3) Handling trade disputes:
It has dispute settlement mechanism like Dispute Settlement panels and Dispute
Settlement Body (General Council in another guise). It is under the General Council
and finally ministerial conference. The Dispute Settlement Body has the sole
authority to establish “panels” of experts to consider the case, and to accept or reject
the panels’ findings or the results of an appeal. It monitors the implementation of the
rulings and recommendations, and has the power to authorize retaliation when a
country does not comply with a ruling.
4) Monitoring national trade policies:
It monitors national trade policies through General Council Meetings as Trade Policy
Review Body. Finally, the general council submits the report before conference.
5) Technical assistance and training for developing countries:
It provides technical assistance and training as it thinks fit. It has technical assistance
missions that work in this field.
6) Cooperation with other international organizations:
It cooperates with and assists to IMF and IBRD for establishing coherence in
universal economic policy determination. The WTO maintains extensive institutional
relations with many of its sister organizations, participates as observer in their work
and has established several partnerships to help improve the trading opportunities and
capacities of developing and least-developed countries.
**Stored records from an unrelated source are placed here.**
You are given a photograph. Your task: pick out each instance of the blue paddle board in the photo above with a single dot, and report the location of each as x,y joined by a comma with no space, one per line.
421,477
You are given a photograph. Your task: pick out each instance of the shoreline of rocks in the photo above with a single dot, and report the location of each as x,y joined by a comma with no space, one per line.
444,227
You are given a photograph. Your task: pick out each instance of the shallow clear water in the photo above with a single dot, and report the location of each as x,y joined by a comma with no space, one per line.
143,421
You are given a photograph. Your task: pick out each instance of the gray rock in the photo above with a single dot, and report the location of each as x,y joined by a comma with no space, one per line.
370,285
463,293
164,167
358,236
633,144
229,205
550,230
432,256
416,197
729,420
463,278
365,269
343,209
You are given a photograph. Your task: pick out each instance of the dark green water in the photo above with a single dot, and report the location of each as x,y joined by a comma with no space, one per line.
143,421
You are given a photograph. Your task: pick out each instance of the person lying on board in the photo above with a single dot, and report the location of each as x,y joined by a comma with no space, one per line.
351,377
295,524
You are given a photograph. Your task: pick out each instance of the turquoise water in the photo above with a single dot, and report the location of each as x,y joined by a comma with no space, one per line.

Examples of such
partnerships are the Enhanced Integrated Framework (EIF), the Standards and Trade
Development Facility (STDF) and the Aid for Trade Initiative. WTO cooperation
with other international organizations continues to evolve and is more than ever a
function of the need for increased global coordination and better governance.
b) Objectives of Nepal Rastra Bank
Section 4 of Nepal Rastra Bank Act, 2058 has prescribed the objectives of the Nepal
Rastra bank as follows:
(a) To formulate necessary monetary and foreign exchange policies in order to maintain
the stability of price and balance of payment for sustainable development of
economy, and manage it;
(b) To promote stability and liquidity required in banking and financial sector;
(c) To develop a secure, healthy and efficient system of payment;
(d) To regulate, inspect, supervise and monitor the banking and financial system; and
(e) To promote entire banking and financial system of the Nepal and to enhance its public
credibility.
The Bank shall, without any prejudice to the objectives referred to above, extend
cooperation in the implementation of the economic policies of Government of Nepal.